In respect of software 

  •  The provisions of Clause (v) to Explanation 2 of Section 9(1)(vi) of the Act provide that payment of royalty is nothing but consideration for transfer of all or any rights (including granting of license) in respect of any copyright etc. 
  • Though, the copyright vests with the owner of the software, the license allows the assessee to use the software subject to certain terms and conditions, therefore the payment made towards purchase of software is royalty for usage of software and the income arising out of it is taxable in India.

D. Judgment of the Tribunal

  •  Payment for warranty services

The Tribunal held that Section 9(1)(vii)(b) provides that where the fees is payable by a resident in respect of services utilized in business or profession carried on by such person outside India or for the purposes of making or earning any income from any source outside India, the same is excluded from the deeming provision of section 9(1)(vii) of the Act. The Tribunal held that the assessee incurred expenditure outside India for the purpose of earning income from source outside India; therefore, the fees payable to the nonresidents in respect of warranty services is not taxable in India. 

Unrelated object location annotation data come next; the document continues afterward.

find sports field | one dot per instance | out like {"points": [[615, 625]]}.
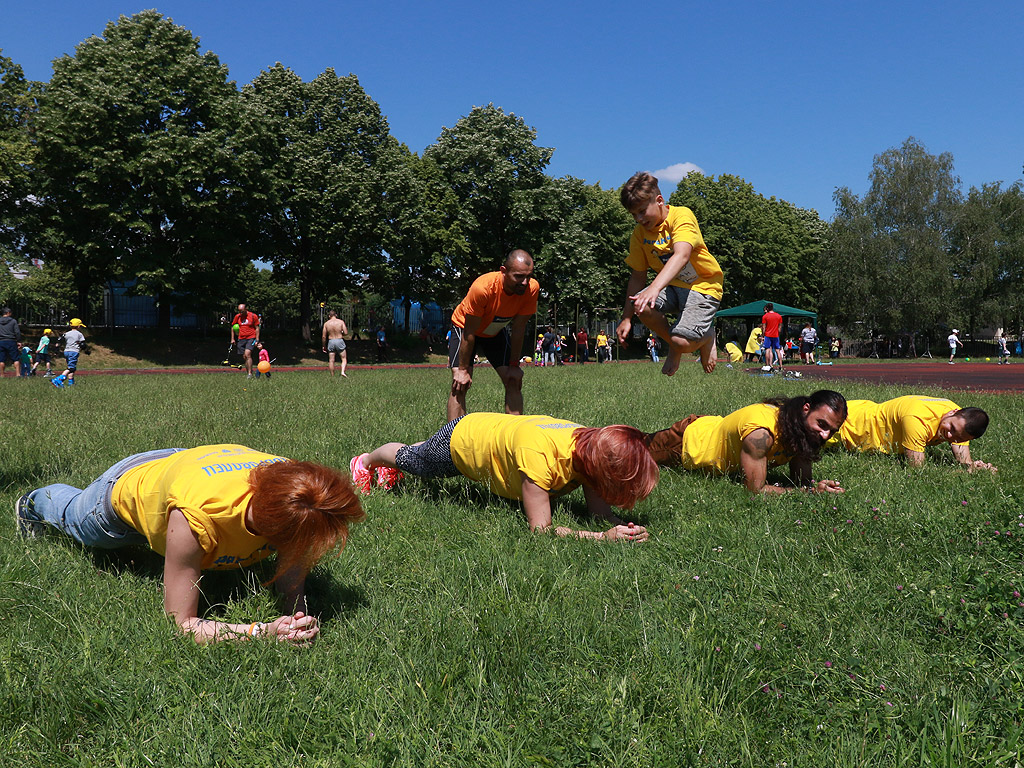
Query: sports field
{"points": [[882, 627]]}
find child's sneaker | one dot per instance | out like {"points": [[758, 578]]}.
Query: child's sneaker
{"points": [[28, 525], [361, 477], [388, 477]]}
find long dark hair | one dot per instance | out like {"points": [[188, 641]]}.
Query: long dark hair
{"points": [[791, 430]]}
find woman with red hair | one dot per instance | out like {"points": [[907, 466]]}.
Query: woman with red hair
{"points": [[532, 459], [209, 508]]}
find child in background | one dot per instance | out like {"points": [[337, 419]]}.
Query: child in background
{"points": [[43, 352], [73, 345], [263, 355], [25, 357]]}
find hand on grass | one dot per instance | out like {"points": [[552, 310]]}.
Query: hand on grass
{"points": [[827, 486], [628, 532], [298, 629]]}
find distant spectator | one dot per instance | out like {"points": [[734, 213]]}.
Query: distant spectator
{"points": [[10, 336], [73, 340], [583, 352]]}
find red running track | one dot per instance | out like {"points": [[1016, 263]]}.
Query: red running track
{"points": [[969, 377]]}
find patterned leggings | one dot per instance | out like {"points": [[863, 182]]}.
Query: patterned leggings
{"points": [[432, 458]]}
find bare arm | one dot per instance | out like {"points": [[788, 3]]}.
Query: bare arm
{"points": [[537, 505], [181, 576], [963, 455], [462, 376], [681, 253], [635, 285], [754, 462]]}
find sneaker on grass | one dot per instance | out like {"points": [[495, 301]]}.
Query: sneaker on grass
{"points": [[388, 477], [28, 525], [361, 477]]}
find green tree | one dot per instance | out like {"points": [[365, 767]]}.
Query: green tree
{"points": [[988, 257], [333, 164], [16, 150], [583, 261], [899, 237], [491, 162], [145, 167], [768, 248]]}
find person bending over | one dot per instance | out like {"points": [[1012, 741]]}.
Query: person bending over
{"points": [[209, 508], [532, 459], [755, 438]]}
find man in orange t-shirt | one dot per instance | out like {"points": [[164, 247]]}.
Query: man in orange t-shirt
{"points": [[480, 325]]}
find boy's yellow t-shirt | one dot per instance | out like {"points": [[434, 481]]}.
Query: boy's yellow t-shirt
{"points": [[493, 449], [715, 442], [650, 250], [909, 422], [210, 485]]}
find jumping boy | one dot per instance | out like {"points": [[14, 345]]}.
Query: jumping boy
{"points": [[687, 283]]}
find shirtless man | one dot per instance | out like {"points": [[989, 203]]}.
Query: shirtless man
{"points": [[334, 341]]}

  •  Payment for purchase of software

The Tribunal held the issue was covered by the judgment of the co-ordinate bench of the Tribunal in DCIT v. Atmel R&D India (P.) Limited wherein the Tribunal had held that the payment for purchase of a copyrighted software did not amount to royalty.

E. Our Comments

  • This order upholds the view that where fees is payable by a resident for purpose of earning income from any source outside India, the same is not taxable under the Act. 
  • However, the key issue which according to us still open to debate is whether the source of income is, in fact, outside India. 
  • The Madras High Court in Commissioner of Income-tax v. Aktiengesellschaft1 (“Aktiengesellschaft”) had held that royalty on export sales paid by a resident cannot be deemed to have accrued or arisen in India since the source of income was the sales outside India. In other words, the source depended on the situs of the customer. Contrary to this stand, the Delhi High Court in Commissioner of Income-tax v. Havells India Limited2 , after discussing Aktiengesellschaft, distinguished between source of income and source of receipt of income. The court held that the situs of the person making payment cannot be said to be source of income. In case of export, where the manufacturing activity is in India and the contract has been concluded in India, the source of income is in India. 
  • Interestingly, the above-mentioned judgments of the Madras High Court and Delhi High Court were not discussed by the Tribunal before arriving at its conclusion.